Data Stewardship

The role of the Data Steward (custodian; manager) is to help improve understanding of data, discover relationships among the data, consolidate metadata, and transform data into information. His main goal is to support excellent research with excellent data.

Exploratory/Exploitative Data Analysis (E/EDA)
We manage data requests through our Exploratory/Exploitative Data Analysis (E/EDA) method which is based on the exploratory data analysis framework described in Making Sense of Data: A Practical Guide to Exploratory Data Analysis and Data Mining.
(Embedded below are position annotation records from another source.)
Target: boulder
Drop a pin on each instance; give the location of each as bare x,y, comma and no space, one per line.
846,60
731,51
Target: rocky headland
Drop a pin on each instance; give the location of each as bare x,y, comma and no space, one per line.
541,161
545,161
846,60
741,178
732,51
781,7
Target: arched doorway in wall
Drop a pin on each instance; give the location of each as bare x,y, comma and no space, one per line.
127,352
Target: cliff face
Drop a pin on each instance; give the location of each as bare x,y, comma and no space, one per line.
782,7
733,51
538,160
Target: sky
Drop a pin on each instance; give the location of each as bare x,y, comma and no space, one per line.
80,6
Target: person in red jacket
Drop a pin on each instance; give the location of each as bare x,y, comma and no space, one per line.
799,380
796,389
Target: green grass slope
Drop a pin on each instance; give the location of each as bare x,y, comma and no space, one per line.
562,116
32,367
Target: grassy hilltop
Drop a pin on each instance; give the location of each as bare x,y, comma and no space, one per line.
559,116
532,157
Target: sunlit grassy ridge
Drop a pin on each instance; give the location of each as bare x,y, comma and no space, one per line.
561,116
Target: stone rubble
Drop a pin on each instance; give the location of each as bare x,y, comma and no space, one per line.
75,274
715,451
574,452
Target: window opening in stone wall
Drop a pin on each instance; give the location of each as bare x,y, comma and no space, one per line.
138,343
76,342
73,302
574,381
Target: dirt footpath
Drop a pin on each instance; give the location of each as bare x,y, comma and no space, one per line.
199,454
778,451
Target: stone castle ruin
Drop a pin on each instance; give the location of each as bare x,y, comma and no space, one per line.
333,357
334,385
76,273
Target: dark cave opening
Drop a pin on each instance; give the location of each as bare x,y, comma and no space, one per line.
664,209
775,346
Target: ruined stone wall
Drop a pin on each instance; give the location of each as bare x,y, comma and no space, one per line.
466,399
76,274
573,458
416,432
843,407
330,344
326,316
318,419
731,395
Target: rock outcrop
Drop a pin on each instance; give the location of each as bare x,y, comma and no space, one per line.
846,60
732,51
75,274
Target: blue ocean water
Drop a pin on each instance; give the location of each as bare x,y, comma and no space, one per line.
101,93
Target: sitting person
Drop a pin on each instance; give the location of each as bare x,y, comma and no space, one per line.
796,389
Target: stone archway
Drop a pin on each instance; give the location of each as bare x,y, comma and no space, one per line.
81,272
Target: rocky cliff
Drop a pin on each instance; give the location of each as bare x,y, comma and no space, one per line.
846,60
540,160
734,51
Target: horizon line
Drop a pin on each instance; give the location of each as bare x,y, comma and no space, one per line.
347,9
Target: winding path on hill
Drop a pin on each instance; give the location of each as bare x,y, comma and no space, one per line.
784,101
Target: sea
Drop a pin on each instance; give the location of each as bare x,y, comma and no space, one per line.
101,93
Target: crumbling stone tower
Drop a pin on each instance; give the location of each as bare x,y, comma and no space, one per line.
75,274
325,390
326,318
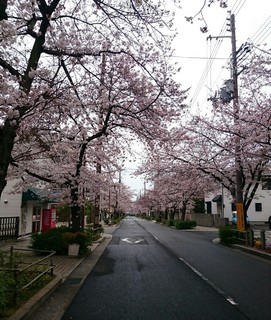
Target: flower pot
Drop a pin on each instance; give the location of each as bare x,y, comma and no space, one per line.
73,249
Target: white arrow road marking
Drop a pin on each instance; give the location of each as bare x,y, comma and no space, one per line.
127,240
139,240
210,283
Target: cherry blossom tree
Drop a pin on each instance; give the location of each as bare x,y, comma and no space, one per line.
74,77
208,143
175,186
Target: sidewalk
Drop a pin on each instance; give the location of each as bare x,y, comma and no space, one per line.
64,267
77,268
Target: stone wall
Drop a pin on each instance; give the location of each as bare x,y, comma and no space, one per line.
209,220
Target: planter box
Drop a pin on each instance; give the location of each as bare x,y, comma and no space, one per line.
73,249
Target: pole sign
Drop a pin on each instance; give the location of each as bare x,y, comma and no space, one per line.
46,219
240,217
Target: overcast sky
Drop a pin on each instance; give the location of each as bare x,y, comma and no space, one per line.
193,51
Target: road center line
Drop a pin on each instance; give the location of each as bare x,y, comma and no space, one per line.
210,283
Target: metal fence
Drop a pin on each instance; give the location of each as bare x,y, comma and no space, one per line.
9,228
30,265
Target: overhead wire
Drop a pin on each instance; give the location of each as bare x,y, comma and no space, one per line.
208,65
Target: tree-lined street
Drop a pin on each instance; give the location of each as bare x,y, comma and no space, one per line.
149,271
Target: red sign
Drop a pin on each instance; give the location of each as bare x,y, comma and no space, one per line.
240,217
46,219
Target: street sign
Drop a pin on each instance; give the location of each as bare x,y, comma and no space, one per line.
240,217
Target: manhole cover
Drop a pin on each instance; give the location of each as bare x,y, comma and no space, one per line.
73,281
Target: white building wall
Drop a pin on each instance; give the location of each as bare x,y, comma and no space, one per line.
262,197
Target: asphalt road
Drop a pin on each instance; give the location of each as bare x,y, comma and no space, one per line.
150,272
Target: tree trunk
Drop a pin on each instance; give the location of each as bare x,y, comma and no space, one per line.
183,212
76,218
7,138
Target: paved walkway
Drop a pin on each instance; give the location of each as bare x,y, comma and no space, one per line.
79,267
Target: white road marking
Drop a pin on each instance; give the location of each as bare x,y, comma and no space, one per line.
210,283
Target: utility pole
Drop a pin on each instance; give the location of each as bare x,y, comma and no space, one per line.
241,219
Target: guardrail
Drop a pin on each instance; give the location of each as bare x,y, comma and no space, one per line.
9,228
16,266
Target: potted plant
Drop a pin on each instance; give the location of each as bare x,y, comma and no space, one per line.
77,242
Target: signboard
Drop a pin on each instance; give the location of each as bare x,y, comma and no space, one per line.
240,217
46,219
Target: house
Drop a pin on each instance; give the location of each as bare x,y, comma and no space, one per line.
221,203
26,212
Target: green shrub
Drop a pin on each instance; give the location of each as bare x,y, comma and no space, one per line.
187,224
227,235
51,240
82,238
58,240
169,222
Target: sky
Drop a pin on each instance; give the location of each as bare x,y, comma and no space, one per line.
203,62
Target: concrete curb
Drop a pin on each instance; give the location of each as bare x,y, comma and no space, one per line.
37,300
29,307
250,250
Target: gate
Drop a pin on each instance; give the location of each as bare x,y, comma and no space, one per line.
9,228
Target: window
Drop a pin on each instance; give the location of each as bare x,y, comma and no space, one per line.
266,182
258,207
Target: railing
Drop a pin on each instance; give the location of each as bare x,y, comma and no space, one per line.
38,266
9,228
257,238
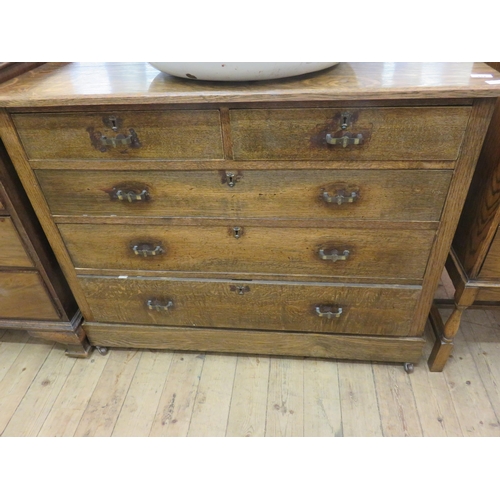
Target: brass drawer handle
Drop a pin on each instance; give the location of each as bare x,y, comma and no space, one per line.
347,139
333,255
341,196
328,311
131,195
102,142
157,305
147,250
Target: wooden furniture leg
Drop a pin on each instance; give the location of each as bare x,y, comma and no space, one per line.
72,335
445,332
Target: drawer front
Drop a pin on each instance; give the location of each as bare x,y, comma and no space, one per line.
12,252
315,194
252,305
172,135
240,249
23,296
491,266
420,133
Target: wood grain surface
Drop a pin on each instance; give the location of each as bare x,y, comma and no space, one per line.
423,133
56,84
12,251
23,295
357,347
378,310
382,195
174,134
289,251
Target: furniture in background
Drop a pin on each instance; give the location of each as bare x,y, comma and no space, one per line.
34,295
474,260
305,217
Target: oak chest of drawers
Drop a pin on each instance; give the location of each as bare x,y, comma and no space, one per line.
304,217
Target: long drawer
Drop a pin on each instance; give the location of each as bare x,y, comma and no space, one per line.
257,305
315,194
242,248
23,296
418,133
171,135
12,251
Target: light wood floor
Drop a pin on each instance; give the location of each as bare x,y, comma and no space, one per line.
158,393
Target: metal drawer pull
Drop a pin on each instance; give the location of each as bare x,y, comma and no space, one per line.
328,311
131,196
147,250
156,305
120,140
341,197
346,140
333,255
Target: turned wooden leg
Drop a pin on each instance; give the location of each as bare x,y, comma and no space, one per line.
445,333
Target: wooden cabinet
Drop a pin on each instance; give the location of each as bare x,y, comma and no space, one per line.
307,217
474,260
34,294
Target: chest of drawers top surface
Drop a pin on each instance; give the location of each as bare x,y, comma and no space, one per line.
57,84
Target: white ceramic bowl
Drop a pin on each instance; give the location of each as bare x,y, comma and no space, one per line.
246,71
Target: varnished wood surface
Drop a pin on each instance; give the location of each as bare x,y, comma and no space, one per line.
256,342
471,147
481,214
490,270
176,134
12,251
388,195
294,252
376,310
425,133
123,83
24,296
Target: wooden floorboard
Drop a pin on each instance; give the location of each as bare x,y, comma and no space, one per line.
164,394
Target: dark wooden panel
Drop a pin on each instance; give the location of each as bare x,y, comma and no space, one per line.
176,134
388,195
22,295
425,133
252,305
254,342
12,251
258,250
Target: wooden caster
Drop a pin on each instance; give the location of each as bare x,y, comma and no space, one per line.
408,367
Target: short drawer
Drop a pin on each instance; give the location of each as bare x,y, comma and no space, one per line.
252,305
251,249
491,266
23,296
418,133
170,135
12,251
314,194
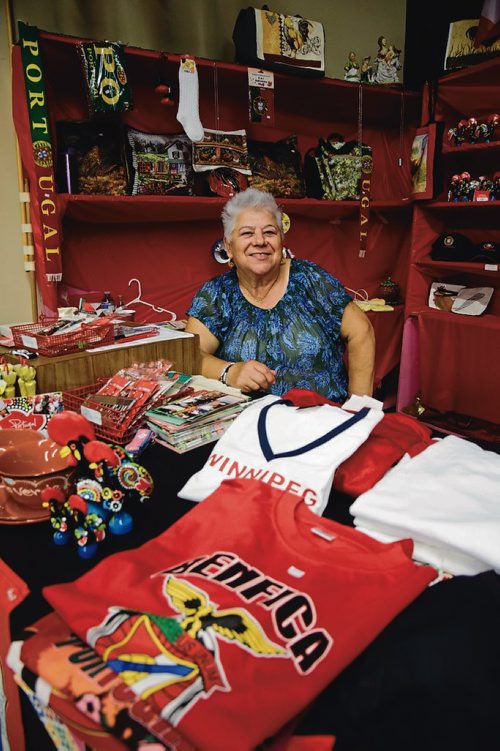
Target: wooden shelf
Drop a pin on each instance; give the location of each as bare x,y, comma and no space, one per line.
471,148
165,209
84,368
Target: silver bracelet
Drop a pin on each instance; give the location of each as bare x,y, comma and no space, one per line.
223,375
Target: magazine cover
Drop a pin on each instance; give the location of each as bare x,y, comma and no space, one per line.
195,406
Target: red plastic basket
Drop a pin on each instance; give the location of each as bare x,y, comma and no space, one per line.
74,398
28,336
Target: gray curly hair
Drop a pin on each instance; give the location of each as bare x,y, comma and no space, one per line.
249,199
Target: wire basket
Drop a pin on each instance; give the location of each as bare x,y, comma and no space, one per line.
111,432
28,336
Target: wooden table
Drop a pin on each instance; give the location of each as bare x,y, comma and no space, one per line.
82,368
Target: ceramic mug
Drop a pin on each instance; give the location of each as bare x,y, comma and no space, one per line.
30,466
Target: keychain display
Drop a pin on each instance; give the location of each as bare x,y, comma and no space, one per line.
107,478
473,130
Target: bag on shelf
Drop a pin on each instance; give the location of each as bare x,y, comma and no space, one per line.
276,167
292,44
162,164
105,77
91,157
220,148
332,170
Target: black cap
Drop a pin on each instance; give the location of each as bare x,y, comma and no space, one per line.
453,246
487,251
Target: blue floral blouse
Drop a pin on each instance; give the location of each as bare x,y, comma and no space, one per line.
299,337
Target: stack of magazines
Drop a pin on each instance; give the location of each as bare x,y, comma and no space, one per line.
195,418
The E/EDA steps are:

  1. Problem definition
    1. define the objectives
    2. define the deliverables
    3. define roles and responsibilities
    4. assess the current situation
    5. define the timetable
    6. perform a cost/benefit analysis
  2. Data preparation
  3. Implementation of the analysis
  4. Deployment of results

Open Source + Open Archive + Open Innovation
We aim to share the benefits of "Open-ness" with our partners. Whenever a project or client does not explicitly define ownership, we will select a Creative Commons license for the data. Our partners are encouraged to store their datasets with the Dataverse Network Project (DVN); DVN increases scholarly recognition, facilitates data access and analysis, and ensures long-term preservation whether or not the data are in the public domain.

Data catalogue
Our ever growing data "collection" consists of Amadeus, Company.Info, Compustat, COMETS, COMTRADE, Corporate Affiliations, CorpWatch, Datastream, EEE-PPAT, Eurostat, NBER, NGAGNS, OECD HAN, OECD REGPAT, OECD TPF, PATSTAT, PubMed, Scopus, SDC Platinum, UNdata, USPTO, and Web of Science.

Special note should go to the Global Business Register (GBR). GBRDirect provides a single access point to official information on companies around Europe. The information is sourced directly from the official national business registers of each European country. They have graciously allowed me access to their API, and I believe that their data will be pivotal in merging databases such as PATSTAT and SDC.